CJTripper 10 Posted April 13, 2021 Author Posted April 13, 2021 Well, copying bash to "/usr/local/bin" kept the bash file there after reboot. Works great from SSH command line from any directory as "/usr/local/bin" is in the default environmental variable path. However it doesn't work for ScripterX - it seems to be hardcoded to the "/bin/bash" path and doesn't work with just having bash available via the environment path. So I cheated a bit and put a script in /usr/local/etc/init.d/ to create a symlink in /bin for bash. That init.d folder is where the Asustor App Central programs/services start from. Here is the syntax I used to create the simple script file from a SSH console: sudo echo /bin/ln -s /opt/bin/bash /bin/bash > /usr/local/etc/init.d/S76bash.sh It isn't pretty, but I have confirmed it is persistent and Scripter-X can now find it (via symlink) and is happy again. If you need it to load quicker on startup, decrease S76 to a lower number to increase priority. The S has to stay as the Asustor boot script calls all S* files in that init.d directory. Let me know if you come up with something better or more appropriate, I'm not a Linux guy and am just fumbling my way through. Thanks for the symlink suggestion, and motivating me to find a persistent solution.
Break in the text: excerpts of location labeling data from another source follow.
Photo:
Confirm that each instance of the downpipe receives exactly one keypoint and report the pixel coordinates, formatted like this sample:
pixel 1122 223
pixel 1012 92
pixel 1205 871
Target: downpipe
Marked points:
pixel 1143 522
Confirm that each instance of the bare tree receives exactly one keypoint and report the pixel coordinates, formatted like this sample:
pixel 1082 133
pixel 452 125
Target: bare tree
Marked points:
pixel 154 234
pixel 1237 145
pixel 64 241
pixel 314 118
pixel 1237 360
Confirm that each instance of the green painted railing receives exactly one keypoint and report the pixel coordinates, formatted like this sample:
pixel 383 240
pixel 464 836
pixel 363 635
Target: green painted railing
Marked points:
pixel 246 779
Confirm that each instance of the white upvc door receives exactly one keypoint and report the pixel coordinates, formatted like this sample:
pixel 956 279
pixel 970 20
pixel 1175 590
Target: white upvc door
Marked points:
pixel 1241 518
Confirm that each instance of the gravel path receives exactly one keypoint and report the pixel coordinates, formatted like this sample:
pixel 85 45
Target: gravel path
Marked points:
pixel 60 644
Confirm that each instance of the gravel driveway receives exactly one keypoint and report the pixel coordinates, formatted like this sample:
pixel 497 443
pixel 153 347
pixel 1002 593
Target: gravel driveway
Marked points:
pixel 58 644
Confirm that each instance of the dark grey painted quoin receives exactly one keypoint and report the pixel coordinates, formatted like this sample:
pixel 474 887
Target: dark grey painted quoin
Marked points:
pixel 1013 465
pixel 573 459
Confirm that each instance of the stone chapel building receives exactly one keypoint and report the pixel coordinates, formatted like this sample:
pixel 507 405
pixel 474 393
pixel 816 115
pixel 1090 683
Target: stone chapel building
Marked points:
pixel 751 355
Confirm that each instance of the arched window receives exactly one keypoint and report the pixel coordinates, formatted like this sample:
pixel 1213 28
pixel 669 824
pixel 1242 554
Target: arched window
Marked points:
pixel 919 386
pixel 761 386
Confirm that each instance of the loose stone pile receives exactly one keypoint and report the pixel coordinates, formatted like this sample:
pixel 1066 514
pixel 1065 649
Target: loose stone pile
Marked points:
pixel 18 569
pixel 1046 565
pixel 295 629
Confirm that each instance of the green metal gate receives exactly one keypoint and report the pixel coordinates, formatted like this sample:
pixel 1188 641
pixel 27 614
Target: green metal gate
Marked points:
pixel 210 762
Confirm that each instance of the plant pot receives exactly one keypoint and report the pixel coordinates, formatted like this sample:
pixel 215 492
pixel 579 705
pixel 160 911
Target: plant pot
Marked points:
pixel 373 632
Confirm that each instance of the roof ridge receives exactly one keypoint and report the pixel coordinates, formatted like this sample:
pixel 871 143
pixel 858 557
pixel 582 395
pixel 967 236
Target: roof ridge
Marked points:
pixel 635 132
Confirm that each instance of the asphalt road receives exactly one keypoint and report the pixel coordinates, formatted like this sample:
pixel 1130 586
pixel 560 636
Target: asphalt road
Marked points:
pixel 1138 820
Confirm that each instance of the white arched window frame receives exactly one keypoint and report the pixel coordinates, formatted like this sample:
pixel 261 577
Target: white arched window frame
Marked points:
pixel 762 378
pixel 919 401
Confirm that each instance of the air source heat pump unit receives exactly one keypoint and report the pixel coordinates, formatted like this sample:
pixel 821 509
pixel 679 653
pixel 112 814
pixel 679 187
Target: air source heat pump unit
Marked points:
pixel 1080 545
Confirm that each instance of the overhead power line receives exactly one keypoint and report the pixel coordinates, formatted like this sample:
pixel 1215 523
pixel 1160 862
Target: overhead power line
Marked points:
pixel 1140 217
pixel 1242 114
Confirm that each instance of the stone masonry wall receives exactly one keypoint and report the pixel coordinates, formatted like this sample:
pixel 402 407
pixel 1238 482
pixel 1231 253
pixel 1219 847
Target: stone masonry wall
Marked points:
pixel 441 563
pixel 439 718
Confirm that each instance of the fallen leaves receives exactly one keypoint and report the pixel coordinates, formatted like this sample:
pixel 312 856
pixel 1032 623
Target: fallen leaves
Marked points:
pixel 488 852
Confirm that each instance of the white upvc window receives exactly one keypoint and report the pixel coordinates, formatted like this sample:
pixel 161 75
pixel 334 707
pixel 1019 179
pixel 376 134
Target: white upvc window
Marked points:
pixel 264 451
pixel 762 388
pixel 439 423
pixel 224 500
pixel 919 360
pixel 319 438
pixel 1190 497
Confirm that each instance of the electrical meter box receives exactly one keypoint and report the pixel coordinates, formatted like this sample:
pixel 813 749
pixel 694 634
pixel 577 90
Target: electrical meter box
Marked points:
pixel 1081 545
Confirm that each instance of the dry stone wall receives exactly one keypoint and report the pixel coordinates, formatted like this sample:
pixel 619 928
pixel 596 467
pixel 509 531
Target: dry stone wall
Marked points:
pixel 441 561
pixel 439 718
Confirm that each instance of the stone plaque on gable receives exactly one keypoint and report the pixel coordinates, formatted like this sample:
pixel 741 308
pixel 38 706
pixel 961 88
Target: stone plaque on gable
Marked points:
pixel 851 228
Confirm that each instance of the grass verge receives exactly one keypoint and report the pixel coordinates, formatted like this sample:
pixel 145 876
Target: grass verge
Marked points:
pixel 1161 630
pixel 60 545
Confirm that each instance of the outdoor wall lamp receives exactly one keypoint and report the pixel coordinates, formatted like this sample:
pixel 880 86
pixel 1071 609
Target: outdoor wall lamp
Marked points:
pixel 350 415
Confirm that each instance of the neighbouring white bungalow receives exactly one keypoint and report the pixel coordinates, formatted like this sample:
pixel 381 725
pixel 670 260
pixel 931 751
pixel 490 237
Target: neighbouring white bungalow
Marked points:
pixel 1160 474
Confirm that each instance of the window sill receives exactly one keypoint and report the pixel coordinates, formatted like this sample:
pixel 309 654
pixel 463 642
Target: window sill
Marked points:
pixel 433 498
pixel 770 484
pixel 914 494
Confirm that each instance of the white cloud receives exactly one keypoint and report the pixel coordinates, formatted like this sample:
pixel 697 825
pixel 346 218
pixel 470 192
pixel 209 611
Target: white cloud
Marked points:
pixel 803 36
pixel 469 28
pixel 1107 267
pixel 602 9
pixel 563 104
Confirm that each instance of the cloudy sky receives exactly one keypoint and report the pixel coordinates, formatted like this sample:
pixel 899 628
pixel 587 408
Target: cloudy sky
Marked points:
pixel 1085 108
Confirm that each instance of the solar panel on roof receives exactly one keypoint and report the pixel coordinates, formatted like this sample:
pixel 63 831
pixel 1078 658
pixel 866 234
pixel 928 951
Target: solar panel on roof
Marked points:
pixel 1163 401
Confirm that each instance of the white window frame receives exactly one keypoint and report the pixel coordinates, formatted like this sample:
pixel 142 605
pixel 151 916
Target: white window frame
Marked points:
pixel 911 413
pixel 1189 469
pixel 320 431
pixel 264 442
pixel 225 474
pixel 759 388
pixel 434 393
Jägs 85 Posted April 14, 2021 Posted April 14, 2021 On 4/13/2021 at 1:45 AM, CJTripper said: So I cheated a bit and put a script in /usr/local/etc/init.d/ to create a symlink in /bin for bash. That init.d folder is where the Asustor App Central programs/services start from. Here is the syntax I used to create the simple script file from a SSH console: sudo echo /bin/ln -s /opt/bin/bash /bin/bash > /usr/local/etc/init.d/S76bash.sh Yeah, that was going to be my next suggestion, so you were a step ahead of me! Glad you got it to work.